Diocese of Buffalo officials assigned the Rev. Fabian J. Maryanski to work in parishes for more than a decade after he was accused of having sexual contact with a teenage girl in a church rectory.
The priest started his sexual advances on the girl when she was a 15-year-old parishioner at St. Patrick Church in Barker, according to a 1995 letter sent by her lawyer to diocese officials.
The letter from Rochester attorney Charles A. West Jr. to then-Bishop Edward D. Head alleged that Maryanski's sexual advances escalated from hugging and kissing to sex. The abuse is alleged to have started in the mid-1980s, when Maryanski was pastor of St. Patrick Church.
Maryanski, 77, was not among the 42 diocesan priests identified by Bishop Richard J. Malone in March as having a credible allegation of child sexual abuse lodged against them.
Maryanski, in an interview with The Buffalo News this week, initially denied having had any sexual contact with the parishioner. But in a follow-up interview, he admitted to having sex with the woman when she was in her 20s. "Not when she was 15 or 16 or a teenager," he said.
Maryanski’s accuser said the priest first had sexual contact with her when she was 15. He later got her drunk and had intercourse with her on her 18th birthday, she said. Maryanski was 45 at the time.
Maryanski resigned as pastor of St. Patrick Church in September 1995 and was not assigned to another parish until 2000. He was listed in the Official Catholic Directory as absent on leave from 1996 to 2000, although he resided and celebrated Masses at St. Mary Church in Medina during that time. In 2000, he was appointed parochial vicar of St. Philip the Apostle Church in Cheektowaga. He was transferred in 2005 to be pastor of St. Andrew Church in Sloan, where he stayed until retiring in 2014. St. Andrew Church named its parish hall the Father Fabian J. Maryanski Center in his honor.
He continues to celebrate Masses, primarily at Nativity of the Blessed Virgin Mary Church in Clarence.
George Richert, a spokesman for the Buffalo Diocese, declined Friday to comment.
In 2002, the U.S. Conference of Catholic Bishops implemented a "zero tolerance" national church policy that called for any priest credibly accused of child sex abuse, in even a single instance, to be removed from ministry.
The woman who accused Maryanski in 1995 now lives outside the area. She said she's still a practicing Catholic, but feels abandoned by Buffalo Diocese leaders who ignored her complaints and failed to follow their own guidelines.
"As hurt as I am by what [Maryanski] did to me, the fact that the shepherds who were supposed to protect their flock decided to protect the wolves instead is beyond my ability to accept at this point," she said.
The News is withholding the woman's name at her request. She reiterated the allegations from 1995 in a recent claim to the diocese's new program to compensate childhood victims of clergy sex abuse.

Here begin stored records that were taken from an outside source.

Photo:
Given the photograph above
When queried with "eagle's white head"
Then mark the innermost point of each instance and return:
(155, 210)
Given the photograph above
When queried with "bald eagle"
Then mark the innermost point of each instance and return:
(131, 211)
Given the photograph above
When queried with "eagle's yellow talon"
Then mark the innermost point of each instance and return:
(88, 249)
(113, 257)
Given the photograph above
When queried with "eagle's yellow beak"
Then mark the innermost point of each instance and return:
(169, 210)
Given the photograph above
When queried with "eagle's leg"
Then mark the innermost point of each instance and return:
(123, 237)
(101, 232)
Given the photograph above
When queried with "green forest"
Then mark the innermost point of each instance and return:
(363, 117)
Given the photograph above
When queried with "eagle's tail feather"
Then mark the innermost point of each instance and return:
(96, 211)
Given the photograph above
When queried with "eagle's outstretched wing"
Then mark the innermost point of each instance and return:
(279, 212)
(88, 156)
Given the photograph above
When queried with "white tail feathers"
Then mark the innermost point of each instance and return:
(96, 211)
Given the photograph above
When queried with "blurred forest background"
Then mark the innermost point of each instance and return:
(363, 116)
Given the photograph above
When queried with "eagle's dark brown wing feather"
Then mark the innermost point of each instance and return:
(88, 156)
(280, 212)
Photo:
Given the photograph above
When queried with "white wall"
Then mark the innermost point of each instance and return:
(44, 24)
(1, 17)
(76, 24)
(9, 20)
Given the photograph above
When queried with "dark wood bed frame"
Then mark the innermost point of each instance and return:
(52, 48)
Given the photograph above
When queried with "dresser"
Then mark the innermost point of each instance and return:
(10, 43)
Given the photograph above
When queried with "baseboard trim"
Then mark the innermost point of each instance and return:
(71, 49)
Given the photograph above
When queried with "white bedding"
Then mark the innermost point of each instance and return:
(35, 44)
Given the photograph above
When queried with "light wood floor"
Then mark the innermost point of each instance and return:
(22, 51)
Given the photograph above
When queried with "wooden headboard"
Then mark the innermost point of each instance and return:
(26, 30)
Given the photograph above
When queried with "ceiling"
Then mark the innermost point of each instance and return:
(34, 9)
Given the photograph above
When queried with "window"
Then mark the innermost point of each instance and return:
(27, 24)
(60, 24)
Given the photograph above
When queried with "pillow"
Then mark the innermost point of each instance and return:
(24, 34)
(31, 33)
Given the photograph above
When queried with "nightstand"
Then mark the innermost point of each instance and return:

She said she has yet to hear anything back from the diocese about her claim, which was sent by certified mail on April 12.
"The diocese said they were contacting all of the victims who previously filed. I'm still waiting for that," she said. "I was really naïve to think that the Diocese of Buffalo was somehow going to have changed and be ready to really work towards healing for victims. I'm angry, sad and lost. Not just for me, but for the entire church and all of the other victims."

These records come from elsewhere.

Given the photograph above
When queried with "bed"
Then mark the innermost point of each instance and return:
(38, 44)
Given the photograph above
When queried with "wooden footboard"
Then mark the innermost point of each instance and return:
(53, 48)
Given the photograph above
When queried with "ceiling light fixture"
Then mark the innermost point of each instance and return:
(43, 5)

She said her abuse led to recurring nightmares, depression, lingering guilt, anger and loss of self-esteem. She said she gets panic attacks talking with people over the telephone.
"This abuse destroyed my life," she said.
The woman said she was groomed by Maryanski from the first day she met him in the summer between her sophomore and junior year of high school. She said she and her brother rode their bicycles to the church for Mass and to meet the new pastor. She also wanted to tell the priest that she wasn't interested in being a lector at Masses anymore. Her brother went home after Mass, and Maryanski invited her to the rectory, where they spent a couple of hours together talking, she said.
She said the meeting ended with Maryanski embracing her tightly, rubbing her buttocks and saying, "Be a good girl."
Soon, Maryanski was showering her with attention and expensive gifts, including a new bicycle, a camera, shopping trips, a boom box and cash, she said. She said he invited her to visit the rectory whenever she wanted, and she sometimes skipped school to be with the priest during the day. He loaned her money for her first car, let her wear one of his clerical shirts to school and even promised to marry her, she said.
At one point, the woman's mother said she confronted Maryanski and asked him point-blank about all of the time he spent with her daughter.
"I would say, 'This doesn't seem right. What's going on here? Do you have a relationship with her?' " the mother recalled. "He would just look at me and say, 'Do you think I would do something like that?' "
"He knew we were catching on and we were after him," she added.
The mother said Maryanski apologized years later to her and her husband, when another member of the family sent an angry letter to the priest admonishing him for his behavior.
Maryanski's accuser said her relationship with the priest continued until she was 22. The woman said she feared Maryanski. The priest, she said, threw her to the ground after she told him that she planned to tell another priest about their relationship.
"He threatened that if I ever told anyone they would not believe me and that he would lose his job," she said.
The accuser's mother said she was surprised and infuriated to learn in 2000 that Maryanski received another parish assignment.
Maryanski gave conflicting accounts of the relationship with his accuser.
In an initial interview Wednesday by telephone, he described the woman's accusations as "a false claim" and said that diocesan officials had determined "that I was not guilty."
"I think this thing was all resolved and that's the last thing I heard about it," he said.
He said he knew the woman who made the accusation, but denied sexually abusing her or having any romantic or sexual relationship with her. He also said he was not aware of any letter from the woman's lawyer to Bishop Head. He left St. Patrick after 11 years for a "sabbatical," not because he was being removed by the bishop, he said.
"I needed a little time for reading and writing and things like that," he said.
In a second interview later that day, Maryanski acknowledged that he had sex with the woman, but not when she was a minor. He also maintained that the woman pursued him.
"I never approached her. She came on to me," he said. "She was the one who initiated it."
Maryanski cannot be prosecuted for alleged sexual contact in the 1980s with a minor under the age of 17 because of New York's statute of limitations. Such prosecutions must start by the time the victim turns 23. Maryanski's accuser, who is now 49, also is barred by the state's statute of limitations from suing the diocese in a civil court over the alleged sexual abuse.
It's unclear what kind of investigation the diocese conducted after receiving West's letter, or if the case was reviewed again in 2002, after the U.S. Conference of Catholic Bishops adopted the Charter for the Protection of Children and Young People. Several other Buffalo area priests who had continued working for years despite abuse allegations were quietly removed from active ministry in 2002 and 2003 to ensure that the diocese was in compliance with the charter.
The woman and her mother both said no one from the diocese contacted them in 1995 or in 2002 regarding the allegations.
West, the woman's attorney, sent at least two letters to the diocese, in March and again in August of 1995. Attorney Randall D. White of the Connors LLP law firm, which has represented the Buffalo Diocese for many years, wrote back to West on Sept. 22, asking West to give White a telephone call. Monsignor Robert J. Cunningham, diocesan chancellor and vicar general at the time, was copied on the letter.
West is now retired and could not be reached to comment.
White declined to comment, saying questions should be directed to Richert, the diocese spokesman.